The Wesley Centre, Canberra.
Performance on 3rd August 2023, reviewed by BILL STEPHENS
He took the stage through an enthusiastic welcoming ovation, then announced that, having checked the acoustic during the afternoon, he had decided to replace the Beethoven and Prokofiev sonatas, programmed for the first half of the program, with Bach and Chopin.
And so began the extraordinary Canberra recital by the winner of the 2023 Sydney International Piano Competition (The Sydney), Jeonghwan Kim.
Remarkably poised and astonishingly gifted, Jeonghwan Kim, who was born in Seoul, turned 23 during the early weeks of The Sydney. He began playing the piano at the age of six, but after winning numerous first prizes in national competitions was accepted into the Seoul Arts Center Academy for Young Talented Musician at age nine.
He moved to Berlin at age 11 to continue his studies there and since 2017 has been studying at the Hochschule for Musik Hanns Eisler under Professor Konrad Maria Engel, during which time he has given concerts in major halls in Berlin, Weimar, Hamburg and Aarhus and performed with the Konzerhaus Orchester Berlin and the Aarhus and Odense Symphony Orchestras.

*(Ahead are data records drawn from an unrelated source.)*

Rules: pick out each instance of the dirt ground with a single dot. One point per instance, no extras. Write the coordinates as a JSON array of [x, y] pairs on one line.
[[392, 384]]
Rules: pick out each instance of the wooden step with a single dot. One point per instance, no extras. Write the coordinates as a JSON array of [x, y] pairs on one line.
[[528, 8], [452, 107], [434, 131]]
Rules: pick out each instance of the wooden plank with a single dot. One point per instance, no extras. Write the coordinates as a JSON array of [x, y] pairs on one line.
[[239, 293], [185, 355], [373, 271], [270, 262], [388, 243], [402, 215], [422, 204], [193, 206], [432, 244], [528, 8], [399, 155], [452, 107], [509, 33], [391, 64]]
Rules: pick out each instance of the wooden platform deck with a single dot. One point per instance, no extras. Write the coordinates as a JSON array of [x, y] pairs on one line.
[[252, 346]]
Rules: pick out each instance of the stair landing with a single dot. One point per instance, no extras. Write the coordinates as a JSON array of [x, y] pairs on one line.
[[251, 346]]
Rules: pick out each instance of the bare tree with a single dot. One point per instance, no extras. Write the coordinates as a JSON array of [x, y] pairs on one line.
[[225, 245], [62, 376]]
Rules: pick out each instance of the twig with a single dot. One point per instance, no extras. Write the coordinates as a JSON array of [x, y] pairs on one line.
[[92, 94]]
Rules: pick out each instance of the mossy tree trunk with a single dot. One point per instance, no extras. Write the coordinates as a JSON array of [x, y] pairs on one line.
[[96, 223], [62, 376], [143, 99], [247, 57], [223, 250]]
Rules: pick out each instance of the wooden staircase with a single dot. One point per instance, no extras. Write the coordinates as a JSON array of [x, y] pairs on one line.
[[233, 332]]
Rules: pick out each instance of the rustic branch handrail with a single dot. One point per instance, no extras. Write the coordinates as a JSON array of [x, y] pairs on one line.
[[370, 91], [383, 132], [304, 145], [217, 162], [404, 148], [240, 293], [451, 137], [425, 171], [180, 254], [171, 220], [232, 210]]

He beat off pianists from sixteen countries to win The Sydney, for which he pocketed $50,000 in prize money, as well as a whirlwind six-city national tour, of which this Canberra concert was part.
His choice of the Bach “Prelude and Fugue in A Minor” to commence his recital seemed remarkably appropriate given that the section of the Wesley Centre in which the recital was being presented is also a church.

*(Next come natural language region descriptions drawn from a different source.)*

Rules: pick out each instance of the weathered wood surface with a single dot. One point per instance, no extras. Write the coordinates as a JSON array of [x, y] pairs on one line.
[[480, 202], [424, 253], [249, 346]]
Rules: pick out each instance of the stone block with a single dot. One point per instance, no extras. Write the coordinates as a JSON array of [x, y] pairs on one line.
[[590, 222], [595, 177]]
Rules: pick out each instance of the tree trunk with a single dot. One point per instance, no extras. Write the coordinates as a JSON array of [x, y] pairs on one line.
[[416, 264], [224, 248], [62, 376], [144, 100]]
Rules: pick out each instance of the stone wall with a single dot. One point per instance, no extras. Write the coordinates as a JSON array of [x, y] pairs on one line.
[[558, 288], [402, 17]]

The music sat easily under his fingers and his virtuosity was immediately obvious, every note heard, even in the fastest passages, creating an impression that he was using the intricacies of the composition to familiarise himself with his instrument.
By the Chopin “Piano Sonata No. 3” which followed, he was in full flight, using the stormy introductory chords and filigree to galvanise his audience, before launching into the dreamy, almost nocturne-like, Largo, then leaving them cheering at his brilliance as he left the stage following its mighty conclusion.
Returning after interval he changed mood completely with a superbly phrased interpretation of the four contrasting character pieces of Robert Schumann’s “4 Nachstucke Op.23”. Then some more Chopin, this time, his “Berceuse in D flat Major, Op.57.
However it was his awe-inspiring rendition of Messiaen’s hideously difficult “Regard de l’Esprit de Joie” from “Vingt Regards sur l’Enfant-Jesus” that made this a concert performance which few who experienced it are likely to forget.
Kim attacked the frightening complexity of the work with almost demonic zeal. Thrashing up and down the keyboard, he scattered discordinance with stunning abandon and mesmerising accuracy, until finally, jumping up from the piano, he ran from the stage, in an exciting display of showmanship, leaving his astonished audience cheering.
But, of course there was an encore, and with another display of showmanship, Kim left his audience charmed with a sublime rendition of Chopin’s “Etude No.1, Op.25”, which, after the Messiaen, was like pouring balm over a wound.